JPL Creates World’s Largest PDF Archive to Aid Malware Research
NASA’s Jet Propulsion Laboratory is well known for landing rovers on Mars, exploring the solar system with robotic probes, and developing sensitive science instruments that observe Earth and other planets. But less well-known is the lab’s cutting-edge work in the digital world.
In support of a wider effort to make the internet more secure, JPL data scientists have created the largest single publicly available open-source archive, or corpus, of PDFs. Short for portable document format, a PDF is a complex type of file that looks like a printed document and can contain images, movie files, interactive forms, 3D models, and much more.
The new PDF corpus is part of a Defense Advanced Research Projects Agency (DARPA) program called Safe Documents (SafeDocs) that aims to deal with online threats while anticipating the security needs of PDF users. By working with the nonprofit PDF Association, which seeks to establish open specifications and standards for the technology, JPL is helping to develop several tools to confront these challenges.
When building the corpus, the team didn’t evaluate the actual subject matter of the PDFs. Their goal was to gather a large representative sample of PDFs that exist on the internet so experts can search for malicious software that could be hidden in the files’ code. That work will then be used to help anticipate emerging online threats and improve PDF technology.
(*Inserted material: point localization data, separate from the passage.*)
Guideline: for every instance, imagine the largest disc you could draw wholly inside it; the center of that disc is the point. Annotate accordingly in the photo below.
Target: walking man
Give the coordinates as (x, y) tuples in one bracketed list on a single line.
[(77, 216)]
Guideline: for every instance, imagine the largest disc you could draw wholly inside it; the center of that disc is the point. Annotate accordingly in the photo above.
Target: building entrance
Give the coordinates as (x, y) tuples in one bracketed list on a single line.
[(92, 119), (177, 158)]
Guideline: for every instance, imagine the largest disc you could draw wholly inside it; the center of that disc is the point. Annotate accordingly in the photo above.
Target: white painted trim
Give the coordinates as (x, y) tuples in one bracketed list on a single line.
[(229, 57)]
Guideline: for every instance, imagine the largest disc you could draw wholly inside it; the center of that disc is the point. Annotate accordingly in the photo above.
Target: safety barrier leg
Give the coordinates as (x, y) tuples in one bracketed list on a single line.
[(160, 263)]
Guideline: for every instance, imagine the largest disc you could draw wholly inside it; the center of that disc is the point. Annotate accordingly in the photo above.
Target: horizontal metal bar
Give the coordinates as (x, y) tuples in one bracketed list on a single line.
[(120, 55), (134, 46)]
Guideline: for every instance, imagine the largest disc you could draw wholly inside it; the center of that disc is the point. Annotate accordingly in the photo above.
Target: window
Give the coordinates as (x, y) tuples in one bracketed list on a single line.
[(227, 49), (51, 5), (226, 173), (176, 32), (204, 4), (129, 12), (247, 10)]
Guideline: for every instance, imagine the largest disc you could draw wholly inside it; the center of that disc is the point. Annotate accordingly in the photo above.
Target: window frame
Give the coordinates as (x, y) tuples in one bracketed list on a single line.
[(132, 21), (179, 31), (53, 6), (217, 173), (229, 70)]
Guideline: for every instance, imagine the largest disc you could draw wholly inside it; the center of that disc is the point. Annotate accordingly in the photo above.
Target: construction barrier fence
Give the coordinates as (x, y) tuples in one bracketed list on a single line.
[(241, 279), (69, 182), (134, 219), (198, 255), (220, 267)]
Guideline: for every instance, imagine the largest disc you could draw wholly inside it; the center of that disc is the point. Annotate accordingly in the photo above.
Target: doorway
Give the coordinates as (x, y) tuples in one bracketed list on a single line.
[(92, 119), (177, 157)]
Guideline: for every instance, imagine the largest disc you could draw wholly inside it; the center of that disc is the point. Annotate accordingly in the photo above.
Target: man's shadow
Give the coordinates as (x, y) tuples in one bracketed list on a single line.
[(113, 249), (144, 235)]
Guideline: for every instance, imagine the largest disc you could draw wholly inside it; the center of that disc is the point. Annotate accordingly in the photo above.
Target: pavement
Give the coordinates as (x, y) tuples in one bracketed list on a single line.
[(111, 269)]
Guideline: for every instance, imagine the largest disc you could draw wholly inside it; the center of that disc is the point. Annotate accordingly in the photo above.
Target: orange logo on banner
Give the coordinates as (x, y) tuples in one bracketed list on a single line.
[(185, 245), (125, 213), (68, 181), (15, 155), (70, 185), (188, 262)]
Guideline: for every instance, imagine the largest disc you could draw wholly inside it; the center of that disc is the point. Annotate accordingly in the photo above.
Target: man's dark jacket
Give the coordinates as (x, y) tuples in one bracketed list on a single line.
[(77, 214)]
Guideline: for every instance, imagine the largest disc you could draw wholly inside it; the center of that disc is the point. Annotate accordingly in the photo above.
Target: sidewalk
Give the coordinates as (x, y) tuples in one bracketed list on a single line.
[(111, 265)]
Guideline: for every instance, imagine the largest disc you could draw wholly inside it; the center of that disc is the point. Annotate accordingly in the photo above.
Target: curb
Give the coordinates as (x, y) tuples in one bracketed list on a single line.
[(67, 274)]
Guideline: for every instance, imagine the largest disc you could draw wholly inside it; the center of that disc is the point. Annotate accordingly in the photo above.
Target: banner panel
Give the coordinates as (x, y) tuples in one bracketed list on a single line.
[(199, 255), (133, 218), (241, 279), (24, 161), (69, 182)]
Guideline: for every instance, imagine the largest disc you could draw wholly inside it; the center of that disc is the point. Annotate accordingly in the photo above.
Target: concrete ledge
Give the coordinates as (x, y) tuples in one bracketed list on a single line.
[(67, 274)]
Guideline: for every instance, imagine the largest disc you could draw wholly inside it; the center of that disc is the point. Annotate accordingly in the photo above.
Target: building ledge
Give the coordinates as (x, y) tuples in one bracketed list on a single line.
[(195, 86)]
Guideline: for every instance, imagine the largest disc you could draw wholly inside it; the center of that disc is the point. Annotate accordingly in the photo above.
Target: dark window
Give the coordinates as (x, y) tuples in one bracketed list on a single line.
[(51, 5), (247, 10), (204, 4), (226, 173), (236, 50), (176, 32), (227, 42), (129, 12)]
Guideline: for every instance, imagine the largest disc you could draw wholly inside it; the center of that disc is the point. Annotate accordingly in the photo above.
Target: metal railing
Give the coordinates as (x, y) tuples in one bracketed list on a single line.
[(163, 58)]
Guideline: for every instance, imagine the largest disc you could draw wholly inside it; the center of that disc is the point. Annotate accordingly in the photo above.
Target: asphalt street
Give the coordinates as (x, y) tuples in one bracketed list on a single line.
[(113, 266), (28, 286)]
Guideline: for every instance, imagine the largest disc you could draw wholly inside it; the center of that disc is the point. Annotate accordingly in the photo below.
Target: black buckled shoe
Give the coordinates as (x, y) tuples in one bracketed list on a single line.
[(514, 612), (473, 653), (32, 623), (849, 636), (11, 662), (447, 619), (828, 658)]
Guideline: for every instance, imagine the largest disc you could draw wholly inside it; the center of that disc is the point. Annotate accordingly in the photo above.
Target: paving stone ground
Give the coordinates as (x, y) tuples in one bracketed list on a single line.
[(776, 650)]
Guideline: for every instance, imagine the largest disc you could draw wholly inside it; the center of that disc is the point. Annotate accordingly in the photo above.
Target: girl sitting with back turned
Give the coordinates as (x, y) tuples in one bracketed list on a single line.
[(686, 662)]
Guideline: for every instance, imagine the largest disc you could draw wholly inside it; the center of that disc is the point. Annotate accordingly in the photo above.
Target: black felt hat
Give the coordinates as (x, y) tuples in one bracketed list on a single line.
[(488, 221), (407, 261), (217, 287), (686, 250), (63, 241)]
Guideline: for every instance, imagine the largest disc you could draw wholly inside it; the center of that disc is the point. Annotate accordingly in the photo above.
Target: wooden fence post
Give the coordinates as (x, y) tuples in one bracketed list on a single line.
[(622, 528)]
“PDFs are used everywhere and are important for contracts, legal documents, 3D engineering designs, and many other purposes. Unfortunately, they are complex and can be compromised to hide malicious code or render different information for different users in a malicious way,” said Tim Allison, a data scientist at JPL in Southern California. “To confront these and other challenges from PDFs, a large sample of real-world PDFs needs to be collected from the internet to create a shared, freely available resource for software experts.”
A Digital Feat
Building the corpus was no easy task. As a starting point, Allison’s team used Common Crawl, an open-source public repository of web-crawl data, to identify a wide variety of PDFs to be included in the corpus – files that are publicly available and not behind firewalls or in private networks. Conducted between July and August 2021, the crawl identified roughly 8 million PDFs.
Common Crawl limits downloaded data to 1 megabyte per file, meaning larger files were incomplete. But researchers need the entire PDF, not a truncated version, in order to conduct meaningful research on them. The file-size limit reduced the number of complete, untruncated files extracted directly from Common Crawl to 6 million. To get the other 2 million PDFs and ensure the corpus was complete, the JPL team re-fetched the truncated files using specialized software that downloaded the whole files from the incomplete PDFs’ web addresses.
Various metadata, such as the software used to create each PDF, was extracted and is included with the corpus. The JPL team also relied on free, publicly available geolocation software to identify the server location of the source website for each PDF. The complete data set totals about 8 terabytes, making it the largest publicly available corpus of its kind.
The corpus will do more than help researchers identify threats. Privacy researchers, for example, could study these files to determine how file-creation and editing software can be improved to better protect personal information. Software developers could use the files to find bugs in their code and to check if old versions of software are still compatible with newer versions of PDFs.
“This is open and repeatable science. Researchers need to have a common data set to work with so that they can compare results of different analysis techniques and experiments,” said Simson Garfinkel, who created a corpus of 1 million files, including thousands of PDFs, called GOVDOCS1 in 2008 when he was an associate professor at the Naval Postgraduate School in Monterey, California. “PDF is one of the most important file types on the internet today, and this contribution of roughly 8 terabytes of data provides faculty, students, and corporations with up-to-date reference data that will power research for years to come.”
The Digital Corpora project hosts the huge data archive as part of Amazon Web Services’ Open Data Sponsorship Program, and the files have been packaged in easily downloadable zip files.